レーザーによるタトゥー除去を控えて、最もよく聞かれる心配事は痛みです。診察室でタトゥー除去の相談をしていると、施術自体よりも痛みの程度を先に尋ねる方が多くいらっしゃいます。痛みは人によって感じ方が異なり、麻酔なしでも耐えられる方もいれば、タトゥーを入れる時よりも痛いとおっしゃる方もいます。そこで、レーザーによるタトゥー除去がなぜ痛いのか、そして痛みを軽減するためには何を準備すべきかをまとめてみます。
レーザーによるタトゥー除去はどのような原理で作用するのか
レーザーによるタトゥー除去は、色素を細かく砕き、体が自ら排出するのを助ける方法です。タトゥー部位にレーザーを照射すると色素が細かく分解され、私たちの体の掃除役を担うマクロファージがその粒子を食べて処理します。この過程で色素粒子が破裂し、周囲を少し引き裂くような感覚が生じることがあり、レーザーの熱が皮膚表面を通過する際に痛みに関与することもあります。
施術後のヒリヒリ感は炎症反応によるものです
レーザー後、その部位がヒリヒリして赤くなるのは、微細な傷による炎症反応です。レーザーは皮膚の内側に非常に小さな傷をつけるため、その傷による炎症反応で痛みが生じたり、発疹が出たりすることがあります。この炎症を早く鎮めることが、痛み管理の核心です。
痛みを軽減する麻酔方法は多様です
タトゥー除去には、状況に応じて様々な麻酔方法を適用します。最も一般的な方法は皮膚表面に部分麻酔クリームを塗ることですが、クリームは皮膚の表面だけを麻酔し、深いところまでは浸透しないため、痛みを感じることがあります。

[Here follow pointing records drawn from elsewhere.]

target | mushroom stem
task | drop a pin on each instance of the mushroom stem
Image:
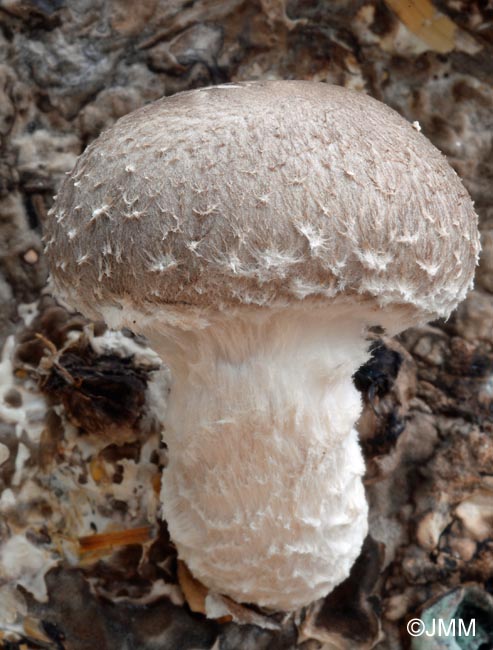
(261, 417)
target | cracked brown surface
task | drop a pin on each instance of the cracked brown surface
(69, 70)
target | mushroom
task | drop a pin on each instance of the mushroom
(255, 232)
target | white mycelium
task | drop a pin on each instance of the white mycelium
(254, 232)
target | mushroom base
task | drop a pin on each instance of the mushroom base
(263, 493)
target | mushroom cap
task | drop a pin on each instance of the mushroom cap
(263, 193)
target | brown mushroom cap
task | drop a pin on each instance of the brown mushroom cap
(263, 193)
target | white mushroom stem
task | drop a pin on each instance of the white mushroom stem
(263, 493)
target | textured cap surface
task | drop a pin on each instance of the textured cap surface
(263, 192)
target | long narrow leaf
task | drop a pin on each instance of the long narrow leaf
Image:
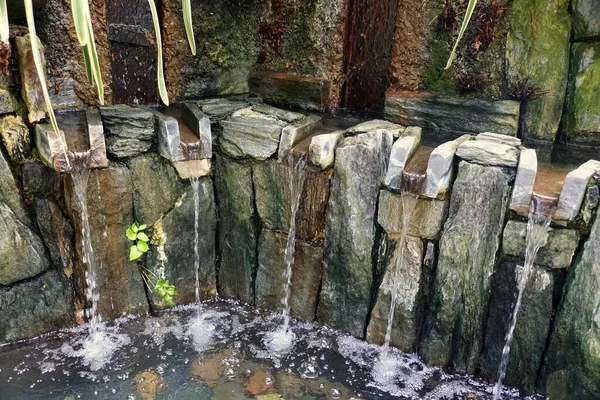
(37, 59)
(187, 21)
(78, 8)
(162, 86)
(95, 63)
(4, 29)
(463, 28)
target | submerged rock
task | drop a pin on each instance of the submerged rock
(531, 331)
(453, 333)
(236, 229)
(572, 365)
(360, 166)
(34, 307)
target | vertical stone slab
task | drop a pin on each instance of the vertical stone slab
(537, 48)
(531, 332)
(360, 166)
(404, 277)
(238, 234)
(572, 365)
(110, 208)
(453, 332)
(176, 228)
(306, 275)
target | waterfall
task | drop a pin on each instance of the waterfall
(540, 216)
(296, 183)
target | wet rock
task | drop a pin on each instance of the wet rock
(488, 152)
(582, 120)
(573, 190)
(306, 275)
(453, 332)
(360, 166)
(454, 114)
(273, 199)
(290, 90)
(177, 235)
(426, 220)
(15, 136)
(34, 307)
(293, 134)
(402, 279)
(585, 22)
(523, 188)
(557, 253)
(237, 230)
(110, 208)
(57, 233)
(129, 130)
(31, 89)
(572, 364)
(539, 52)
(531, 331)
(402, 151)
(250, 134)
(321, 151)
(156, 187)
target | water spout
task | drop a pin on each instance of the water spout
(540, 215)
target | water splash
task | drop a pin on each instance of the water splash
(540, 216)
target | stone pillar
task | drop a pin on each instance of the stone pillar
(360, 166)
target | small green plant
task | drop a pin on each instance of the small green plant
(161, 287)
(136, 233)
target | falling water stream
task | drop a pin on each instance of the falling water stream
(540, 216)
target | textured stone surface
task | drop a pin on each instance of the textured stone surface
(539, 52)
(31, 89)
(572, 365)
(273, 199)
(573, 190)
(585, 19)
(402, 278)
(290, 90)
(360, 165)
(293, 134)
(15, 136)
(557, 253)
(453, 332)
(250, 134)
(581, 116)
(531, 331)
(402, 151)
(110, 208)
(236, 229)
(523, 188)
(488, 153)
(306, 275)
(426, 220)
(156, 187)
(129, 130)
(31, 308)
(321, 151)
(177, 230)
(454, 114)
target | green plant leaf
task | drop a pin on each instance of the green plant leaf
(143, 237)
(134, 253)
(142, 246)
(37, 59)
(78, 8)
(162, 86)
(131, 235)
(463, 28)
(189, 28)
(4, 27)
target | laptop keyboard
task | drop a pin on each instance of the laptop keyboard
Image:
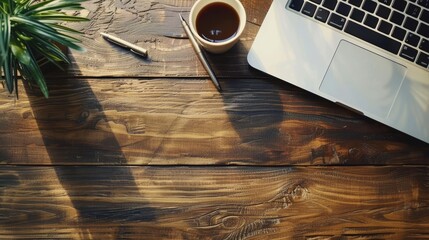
(400, 27)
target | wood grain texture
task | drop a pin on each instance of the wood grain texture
(186, 121)
(215, 203)
(156, 27)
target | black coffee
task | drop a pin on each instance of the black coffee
(217, 22)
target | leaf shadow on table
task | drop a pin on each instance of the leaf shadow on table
(87, 157)
(254, 106)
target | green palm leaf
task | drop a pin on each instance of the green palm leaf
(30, 28)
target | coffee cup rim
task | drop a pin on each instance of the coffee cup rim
(241, 15)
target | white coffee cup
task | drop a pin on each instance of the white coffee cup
(222, 45)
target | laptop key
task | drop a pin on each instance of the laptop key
(423, 3)
(322, 14)
(296, 4)
(369, 6)
(356, 3)
(337, 21)
(386, 2)
(309, 9)
(423, 60)
(424, 45)
(357, 15)
(370, 21)
(410, 24)
(343, 9)
(383, 11)
(399, 33)
(412, 39)
(399, 5)
(385, 27)
(330, 4)
(408, 53)
(397, 17)
(413, 10)
(423, 30)
(372, 37)
(425, 16)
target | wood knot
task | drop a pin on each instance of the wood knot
(299, 194)
(231, 222)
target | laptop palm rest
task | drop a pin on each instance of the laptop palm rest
(363, 80)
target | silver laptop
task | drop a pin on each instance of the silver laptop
(371, 56)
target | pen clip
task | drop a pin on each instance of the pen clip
(115, 42)
(138, 53)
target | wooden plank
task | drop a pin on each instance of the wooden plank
(214, 203)
(156, 27)
(186, 121)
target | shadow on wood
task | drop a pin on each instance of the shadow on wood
(76, 132)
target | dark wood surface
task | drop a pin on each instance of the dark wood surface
(133, 148)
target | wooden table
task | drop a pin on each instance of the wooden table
(133, 148)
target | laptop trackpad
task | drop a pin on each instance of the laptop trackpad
(363, 80)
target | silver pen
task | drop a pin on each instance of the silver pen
(132, 47)
(199, 53)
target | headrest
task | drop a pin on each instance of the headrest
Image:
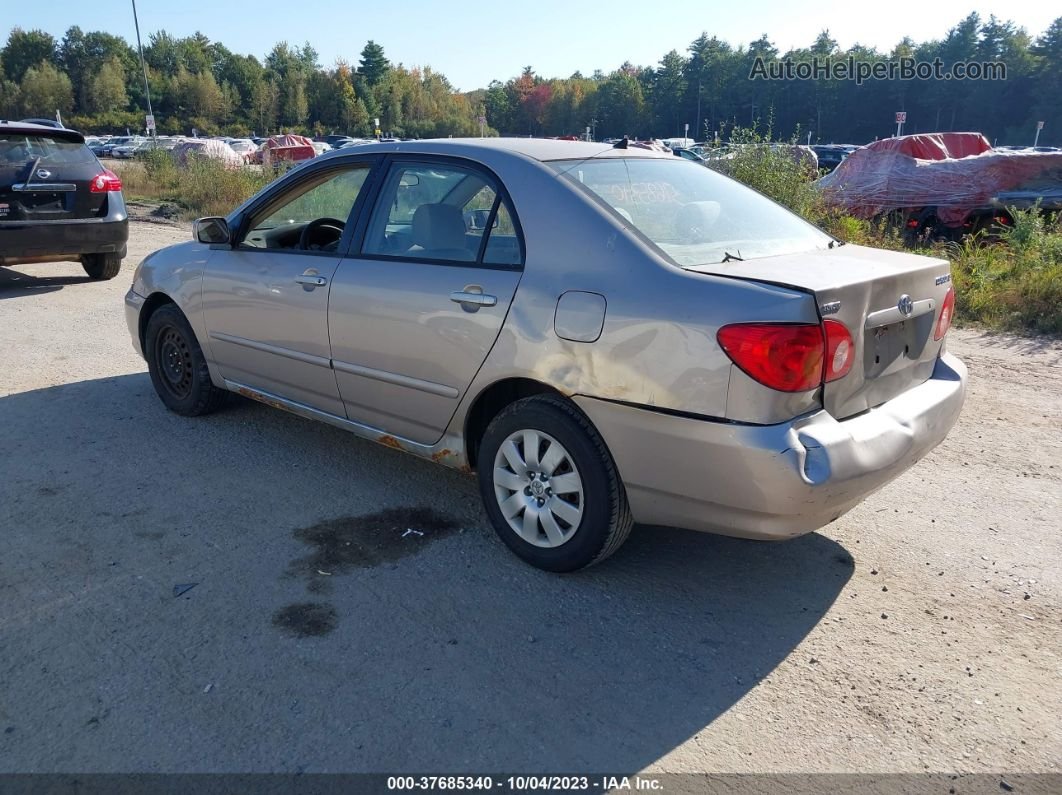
(696, 220)
(438, 226)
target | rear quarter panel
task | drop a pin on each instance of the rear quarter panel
(176, 272)
(657, 346)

- 部分麻酔クリーム: 最も基本的な方法で、皮膚表面の痛みを軽減します
- エアー冷却: 冷たい空気を当てて、痛みと腫れを同時に軽減します
- 振動麻酔: 振動で痛みの信号を分散させます
- 非睡眠低疼痛亜酸化窒素麻酔: 酸素と亜酸化窒素を呼吸で供給し、意識が覚醒した状態で痛みと不安感を軽減します
非睡眠麻酔は、医療スタッフとコミュニケーションを取りながら施術を受けられる点が長所です。亜酸化窒素麻酔は意識がある状態で進行するため、施術中に医療スタッフと会話が可能であり、その分、より精密に施術を調整することができます。施術前の絶食や別途の回復時間も必要ありません。一方、プロポフォールを使用する睡眠麻酔は、大きな手術には必要ですが、小さなレーザー施術では医療スタッフとのコミュニケーションが難しく、かえって負担になることがあります。
痛みは部位によって大きく異なります
タトゥー除去の痛みは、部位によって大きく異なります。皮膚の厚さ、神経分布、脂肪と筋肉の有無、骨との距離が痛みを左右します。神経が多い部位や骨に近い部位はより痛みを感じやすく、脂肪と筋肉が多い部位は痛みが少ないです。

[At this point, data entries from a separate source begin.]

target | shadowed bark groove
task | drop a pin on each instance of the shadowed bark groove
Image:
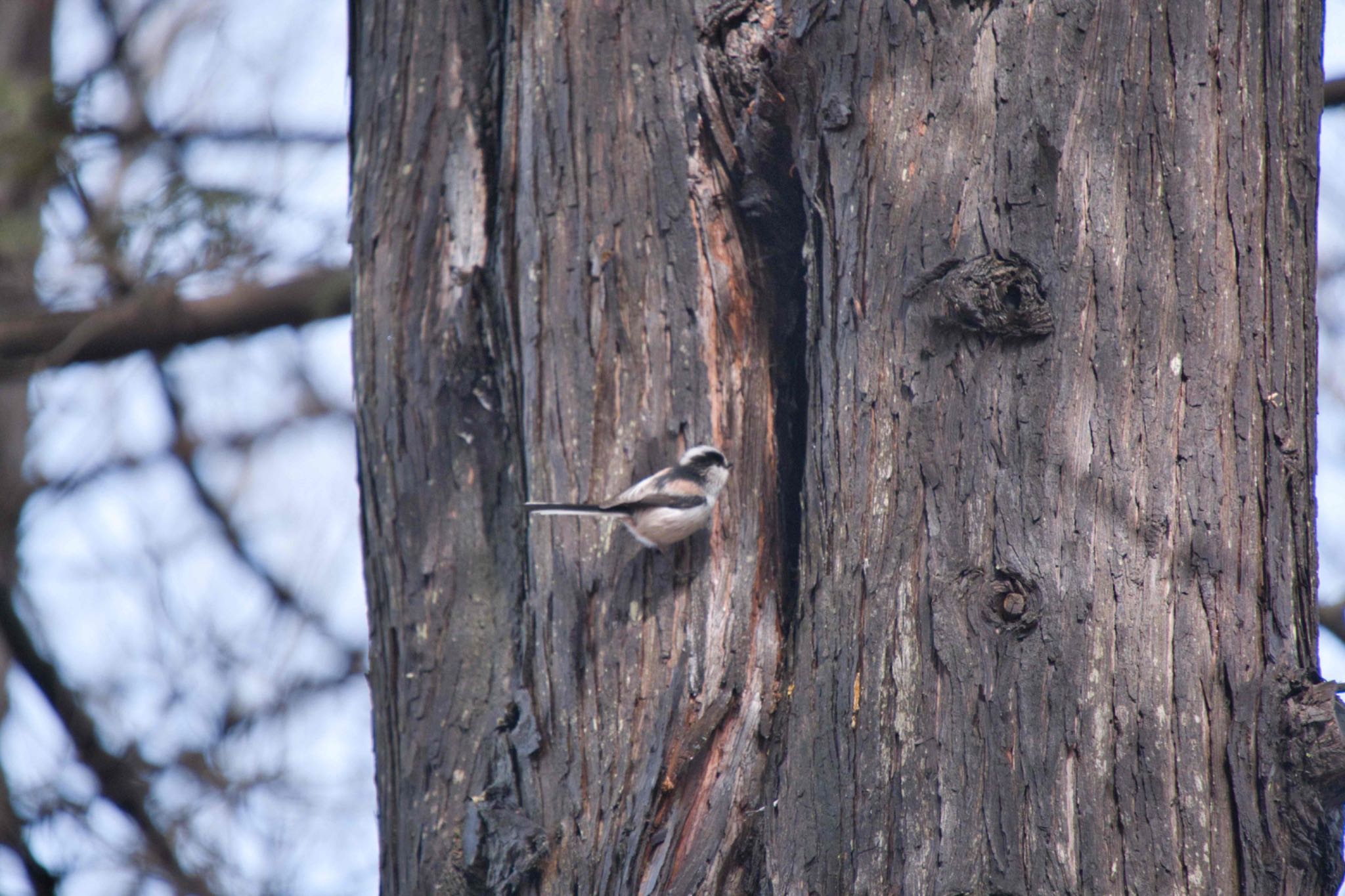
(1132, 481)
(1011, 590)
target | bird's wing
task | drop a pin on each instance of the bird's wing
(661, 489)
(681, 501)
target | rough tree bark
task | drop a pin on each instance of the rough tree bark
(1003, 312)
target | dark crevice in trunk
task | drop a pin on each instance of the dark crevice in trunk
(770, 198)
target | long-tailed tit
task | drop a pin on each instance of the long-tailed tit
(666, 507)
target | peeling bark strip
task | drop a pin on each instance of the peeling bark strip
(1043, 621)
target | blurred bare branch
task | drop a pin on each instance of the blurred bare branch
(121, 779)
(286, 597)
(158, 322)
(182, 136)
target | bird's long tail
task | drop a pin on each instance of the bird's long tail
(571, 509)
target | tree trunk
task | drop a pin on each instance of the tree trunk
(1003, 314)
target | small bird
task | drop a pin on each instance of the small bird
(666, 507)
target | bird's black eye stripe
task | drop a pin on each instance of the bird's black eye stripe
(711, 458)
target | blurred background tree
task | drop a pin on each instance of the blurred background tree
(185, 707)
(181, 599)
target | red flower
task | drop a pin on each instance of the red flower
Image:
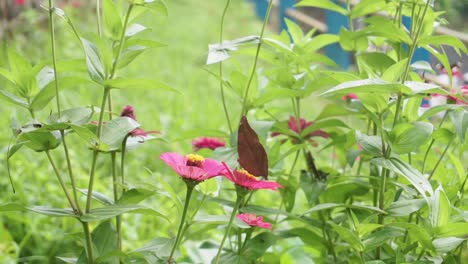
(293, 126)
(244, 179)
(129, 111)
(253, 220)
(207, 142)
(192, 166)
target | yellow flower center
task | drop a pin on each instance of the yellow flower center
(246, 173)
(194, 160)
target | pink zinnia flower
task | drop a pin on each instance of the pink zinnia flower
(129, 111)
(193, 167)
(303, 124)
(246, 180)
(207, 142)
(253, 220)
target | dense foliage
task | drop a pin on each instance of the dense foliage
(310, 165)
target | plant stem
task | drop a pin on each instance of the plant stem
(440, 159)
(182, 220)
(122, 164)
(62, 184)
(254, 66)
(98, 16)
(70, 172)
(96, 151)
(54, 56)
(121, 42)
(118, 219)
(228, 229)
(89, 242)
(221, 81)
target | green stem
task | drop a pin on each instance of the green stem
(121, 42)
(70, 171)
(228, 229)
(221, 81)
(62, 184)
(182, 220)
(122, 163)
(254, 66)
(440, 159)
(98, 15)
(54, 56)
(96, 152)
(118, 219)
(89, 242)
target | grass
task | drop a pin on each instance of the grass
(188, 30)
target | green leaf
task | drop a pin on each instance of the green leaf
(134, 83)
(11, 207)
(439, 214)
(134, 29)
(45, 95)
(100, 197)
(368, 86)
(329, 123)
(404, 169)
(115, 131)
(160, 247)
(45, 210)
(371, 145)
(382, 236)
(327, 206)
(93, 61)
(447, 244)
(77, 116)
(440, 40)
(394, 72)
(258, 245)
(112, 20)
(437, 109)
(39, 139)
(408, 137)
(219, 220)
(418, 232)
(405, 207)
(134, 196)
(103, 213)
(348, 236)
(157, 6)
(452, 229)
(460, 122)
(366, 7)
(325, 4)
(104, 238)
(14, 99)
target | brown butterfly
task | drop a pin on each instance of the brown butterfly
(252, 155)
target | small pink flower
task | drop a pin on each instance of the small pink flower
(207, 142)
(254, 220)
(129, 111)
(303, 124)
(192, 166)
(246, 180)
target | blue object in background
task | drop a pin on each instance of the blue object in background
(335, 21)
(420, 54)
(284, 4)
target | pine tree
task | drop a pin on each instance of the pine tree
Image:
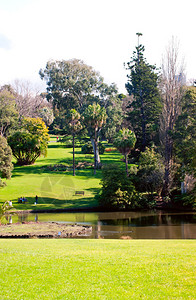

- 指や足の指のように神経が発達した部位が最も敏感です
- 首や肋骨、手の甲は皮膚が薄く神経が多いため、痛みが強い傾向があります
- 手首や足首は骨に近いため、多少痛みがあります
- 肩やふくらはぎは、下の筋肉のおかげで耐えられる程度のチクチク感です
- 腕や太ももは皮膚が厚く、脂肪と筋肉が多いため、比較的痛みが少ないです
腕のように一般的にタトゥーを多く入れる部位は、面積が広くても比較的痛みが少ない方ですので、ためらわずに診察後に計画を立ててみることをお勧めします。
痛みを決定する要素と準備
同じ施術でも、痛みを決定する要素は複数あります。患者の痛みの感受性、タトゥー粒子の量、タトゥーの色、施術速度、タトゥーの位置がすべて影響します。黒や青のタトゥーは赤よりも痛みを誘発する傾向があり、レーザーをゆっくり照射すると痛みが軽減されます。

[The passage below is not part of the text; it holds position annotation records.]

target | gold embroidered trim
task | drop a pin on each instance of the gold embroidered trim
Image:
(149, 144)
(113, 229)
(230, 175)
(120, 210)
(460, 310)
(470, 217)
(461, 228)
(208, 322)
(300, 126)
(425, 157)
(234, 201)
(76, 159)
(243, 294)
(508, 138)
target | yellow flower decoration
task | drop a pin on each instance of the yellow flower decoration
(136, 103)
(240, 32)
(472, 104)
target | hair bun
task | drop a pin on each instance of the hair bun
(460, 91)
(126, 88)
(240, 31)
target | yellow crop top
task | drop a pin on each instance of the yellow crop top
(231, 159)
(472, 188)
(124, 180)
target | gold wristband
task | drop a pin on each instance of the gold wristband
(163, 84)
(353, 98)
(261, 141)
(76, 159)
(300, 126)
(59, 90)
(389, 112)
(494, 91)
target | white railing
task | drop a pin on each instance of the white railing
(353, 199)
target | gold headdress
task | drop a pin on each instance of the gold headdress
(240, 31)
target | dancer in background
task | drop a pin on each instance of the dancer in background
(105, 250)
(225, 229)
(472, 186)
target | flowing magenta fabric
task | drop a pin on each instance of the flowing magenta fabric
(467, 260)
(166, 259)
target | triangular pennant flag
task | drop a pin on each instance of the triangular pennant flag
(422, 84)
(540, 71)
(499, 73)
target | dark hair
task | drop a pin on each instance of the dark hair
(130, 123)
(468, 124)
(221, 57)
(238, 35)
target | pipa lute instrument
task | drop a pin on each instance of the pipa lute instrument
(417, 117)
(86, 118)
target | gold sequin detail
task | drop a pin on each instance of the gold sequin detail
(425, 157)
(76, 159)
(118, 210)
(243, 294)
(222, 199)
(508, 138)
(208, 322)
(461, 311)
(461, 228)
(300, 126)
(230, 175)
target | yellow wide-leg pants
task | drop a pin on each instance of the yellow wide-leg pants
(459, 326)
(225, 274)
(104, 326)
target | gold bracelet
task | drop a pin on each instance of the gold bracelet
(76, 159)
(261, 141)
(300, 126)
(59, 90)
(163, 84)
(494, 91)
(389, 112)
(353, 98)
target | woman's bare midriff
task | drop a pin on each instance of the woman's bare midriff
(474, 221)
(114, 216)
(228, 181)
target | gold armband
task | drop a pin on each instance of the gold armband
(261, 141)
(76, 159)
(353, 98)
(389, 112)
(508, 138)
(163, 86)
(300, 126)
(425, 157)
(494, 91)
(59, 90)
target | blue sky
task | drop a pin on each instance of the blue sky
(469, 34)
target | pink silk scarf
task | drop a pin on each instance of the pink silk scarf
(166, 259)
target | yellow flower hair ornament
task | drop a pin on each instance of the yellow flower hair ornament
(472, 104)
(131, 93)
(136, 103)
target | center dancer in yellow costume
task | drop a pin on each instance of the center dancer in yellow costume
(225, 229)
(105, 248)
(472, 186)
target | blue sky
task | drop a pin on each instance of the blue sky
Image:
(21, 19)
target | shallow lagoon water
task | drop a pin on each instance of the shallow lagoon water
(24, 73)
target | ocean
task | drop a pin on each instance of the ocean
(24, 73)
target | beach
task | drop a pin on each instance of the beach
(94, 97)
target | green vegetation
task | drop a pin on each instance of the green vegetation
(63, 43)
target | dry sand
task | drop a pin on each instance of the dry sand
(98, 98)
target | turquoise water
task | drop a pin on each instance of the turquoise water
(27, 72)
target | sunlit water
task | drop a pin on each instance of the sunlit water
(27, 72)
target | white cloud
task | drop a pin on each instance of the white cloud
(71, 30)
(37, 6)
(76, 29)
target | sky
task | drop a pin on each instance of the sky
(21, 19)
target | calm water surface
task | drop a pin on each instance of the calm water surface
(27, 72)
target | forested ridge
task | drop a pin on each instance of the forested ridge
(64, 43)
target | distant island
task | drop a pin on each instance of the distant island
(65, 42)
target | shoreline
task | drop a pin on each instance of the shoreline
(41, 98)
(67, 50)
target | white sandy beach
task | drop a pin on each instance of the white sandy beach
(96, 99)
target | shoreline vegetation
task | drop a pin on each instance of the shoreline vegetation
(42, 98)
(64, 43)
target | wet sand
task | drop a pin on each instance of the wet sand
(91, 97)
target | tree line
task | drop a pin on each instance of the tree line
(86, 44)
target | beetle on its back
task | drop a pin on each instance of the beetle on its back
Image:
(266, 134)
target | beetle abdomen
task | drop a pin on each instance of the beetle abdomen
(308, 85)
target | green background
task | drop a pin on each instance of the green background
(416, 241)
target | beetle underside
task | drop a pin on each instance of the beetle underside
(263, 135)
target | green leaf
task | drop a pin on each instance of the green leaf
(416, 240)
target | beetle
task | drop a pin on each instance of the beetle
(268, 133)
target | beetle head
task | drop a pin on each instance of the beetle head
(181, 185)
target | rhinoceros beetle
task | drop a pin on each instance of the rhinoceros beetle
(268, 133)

施術前後のホームケアも重要です。前日に過度な飲酒を避け、十分に水分を補給して肌のコンディションを良くすると痛みが軽減されます。施術後は約24時間冷湿布で炎症を鎮め、当日のサウナや運動など体温を上げる活動は避けるのが良いでしょう。レーザー後は再生軟膏で肌をしっとりと保ってください。
結果には個人差がある場合があり、正確な診断・治療は診察後に決定されます。